This repository contains example code and configuration that can be used to defer certain Amazon EC2 instance startup actions. It is particularly useful when launching an instance into an EC2 Auto Scaling Warm Pool.
For example, if the instance will eventually join an Amazon ECS or EKS cluster,
you might want to defer doing so until the instance is in the InService state.
This avoids accidents like having the instance join the cluster early, while it
is being prepared to enter the Warm Pool.
In this example, we employ a systemd drop-in
unit
configuration to override application startup dependencies (in this example, the
Amazon ECS agent). By declaring a
Requires
dependency upon a blocking service, along with an
After
ordering upon it, we can prevent the dependent application from starting until
the Auto Scaling status indicates the instance is ready for the application to
start.
amazon-ec2-wait-for-inservice is a small program, written in Go, that polls
the EC2 Auto Scaling API and waits until the instance on which it is running
reports that it is in the InService state. Once that state has been reached,
it exits successfully.
ami.pkr.hcl is a Packer template that constructs a set of modified Amazon
ECS and EKS Optimized AMIs, one for each EC2 CPU architecture (amd64 and arm64). The
amazon-ec2-wait-for-inservice application is copied to each AMI along with the
relevant systemd configuration.
See the systemd/ folder for the units and drop-ins needed to complete the solution.
The EC2 instance profile's role must allow the action autoscaling:DescribeAutoScalingInstances.
This is a proof of concept and should not be considered production-ready. There may be bugs.

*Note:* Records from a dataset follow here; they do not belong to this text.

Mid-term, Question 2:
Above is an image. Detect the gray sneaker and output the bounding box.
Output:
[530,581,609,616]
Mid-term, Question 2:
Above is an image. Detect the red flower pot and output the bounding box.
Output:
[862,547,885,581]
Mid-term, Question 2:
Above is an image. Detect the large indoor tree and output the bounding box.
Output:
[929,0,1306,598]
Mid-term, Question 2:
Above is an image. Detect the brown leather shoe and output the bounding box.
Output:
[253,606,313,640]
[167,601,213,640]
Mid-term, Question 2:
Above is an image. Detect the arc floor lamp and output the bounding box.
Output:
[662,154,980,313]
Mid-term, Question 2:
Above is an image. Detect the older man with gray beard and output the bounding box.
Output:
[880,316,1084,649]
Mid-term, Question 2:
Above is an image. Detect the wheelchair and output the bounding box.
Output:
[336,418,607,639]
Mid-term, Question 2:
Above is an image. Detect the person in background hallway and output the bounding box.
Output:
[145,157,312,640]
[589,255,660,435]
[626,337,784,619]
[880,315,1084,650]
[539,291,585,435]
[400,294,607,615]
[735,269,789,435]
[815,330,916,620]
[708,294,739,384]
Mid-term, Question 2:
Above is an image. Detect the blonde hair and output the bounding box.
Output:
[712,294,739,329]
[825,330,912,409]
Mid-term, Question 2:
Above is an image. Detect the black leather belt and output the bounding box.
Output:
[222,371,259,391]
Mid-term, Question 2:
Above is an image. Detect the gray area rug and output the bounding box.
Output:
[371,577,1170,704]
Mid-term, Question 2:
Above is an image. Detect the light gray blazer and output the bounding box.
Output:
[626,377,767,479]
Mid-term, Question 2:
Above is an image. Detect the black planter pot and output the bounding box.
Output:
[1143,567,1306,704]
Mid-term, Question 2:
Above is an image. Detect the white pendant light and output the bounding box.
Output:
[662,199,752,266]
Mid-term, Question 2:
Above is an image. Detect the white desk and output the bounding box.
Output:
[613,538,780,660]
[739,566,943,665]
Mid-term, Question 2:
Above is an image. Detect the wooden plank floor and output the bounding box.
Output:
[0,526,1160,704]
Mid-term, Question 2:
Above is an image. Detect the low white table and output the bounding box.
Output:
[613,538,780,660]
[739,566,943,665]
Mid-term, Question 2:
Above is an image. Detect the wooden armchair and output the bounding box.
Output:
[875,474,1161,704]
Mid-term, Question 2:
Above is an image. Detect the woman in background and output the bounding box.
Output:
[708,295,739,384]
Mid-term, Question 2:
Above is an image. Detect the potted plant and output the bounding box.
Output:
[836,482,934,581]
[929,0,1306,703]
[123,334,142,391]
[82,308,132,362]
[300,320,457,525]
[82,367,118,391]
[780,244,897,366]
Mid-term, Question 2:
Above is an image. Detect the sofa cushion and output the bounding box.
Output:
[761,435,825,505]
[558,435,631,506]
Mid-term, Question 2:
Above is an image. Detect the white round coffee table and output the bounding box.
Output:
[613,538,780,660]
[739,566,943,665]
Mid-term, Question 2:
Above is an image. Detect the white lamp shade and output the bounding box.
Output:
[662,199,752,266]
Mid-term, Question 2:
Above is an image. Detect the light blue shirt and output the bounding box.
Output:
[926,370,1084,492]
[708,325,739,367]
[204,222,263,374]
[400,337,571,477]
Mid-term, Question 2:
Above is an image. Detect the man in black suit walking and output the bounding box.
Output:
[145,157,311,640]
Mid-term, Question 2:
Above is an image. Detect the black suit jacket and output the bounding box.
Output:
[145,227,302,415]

This solution will place additional query load on the EC2 Auto Scaling API. At large scale, where there are many EC2 instances starting at once in a single account, this may cause API rate limit exhaustion. If this occurs, the application tries to fail safe (that is, it won't accidentally start the dependent application). The application employs retries with exponential backoff and jitter, but it may take time for the API to become available again if a rate limit is encountered.